A vouloir absolument nous dire que le djihadisme n’aurait rien à voir avec l’islam, cela ne permet pas de désamorcer, de déjouer ce risque, cette entrée vers le terrorisme. Tant qu’un travail de désacralisation de ces références ne sera pas fait et assumé, il y aura danger.

Ont-ils une influence sur les musulmans modérés notamment les plus jeunes ?

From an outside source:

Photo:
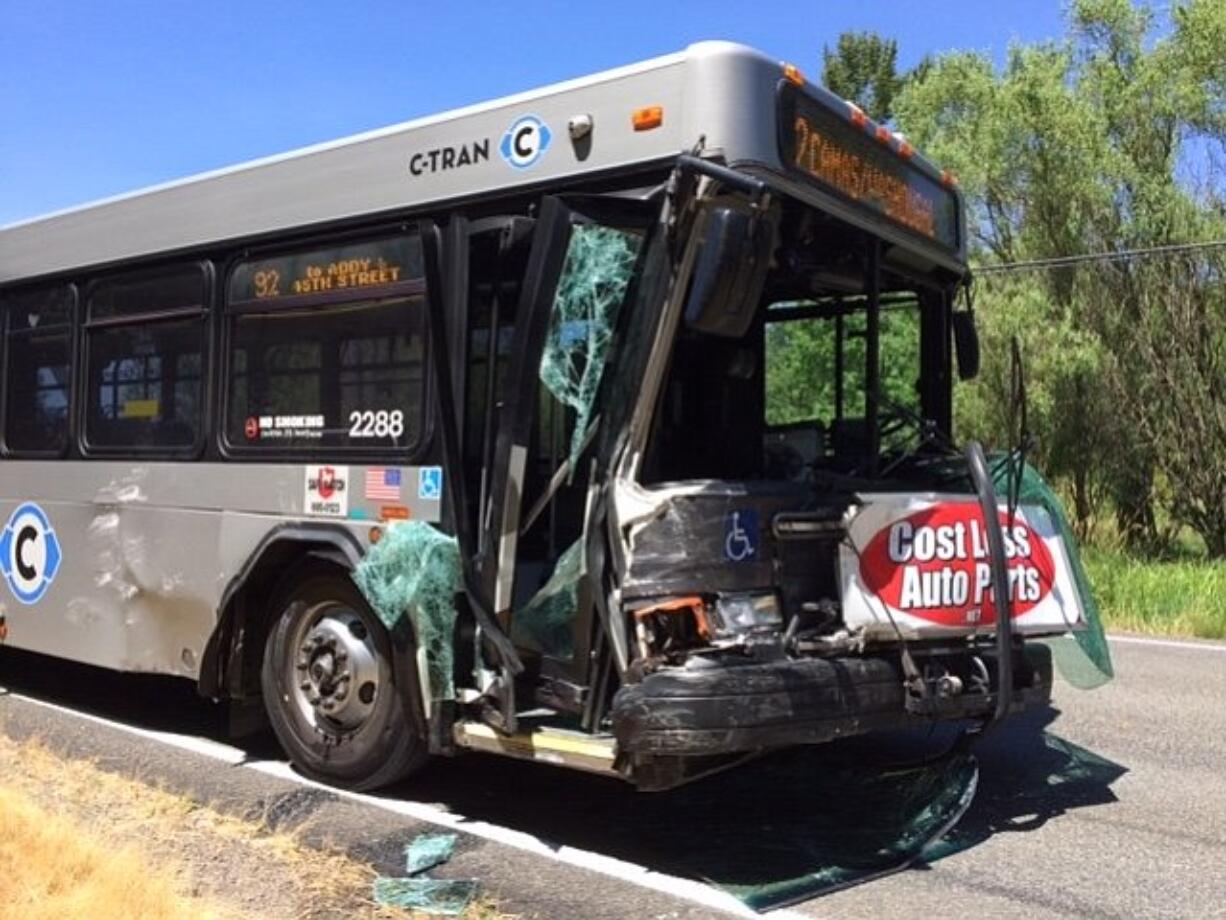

Ils profitent du laisser-faire concernant des mouvances quiétistes et fondamentalistes qui sont à l’œuvre depuis longtemps dans les quartiers et qui ont préparé le terrain. Il est devenu banal que des musulmans fassent passer leurs valeurs religieuses avant celles de la société, dont l’extension du port du voile et la tendance à vouloir l’imposer partout est l’expression manifeste, ce qui constitue pourtant une voie d’eau de taille au regard d’une intégration bien comprise.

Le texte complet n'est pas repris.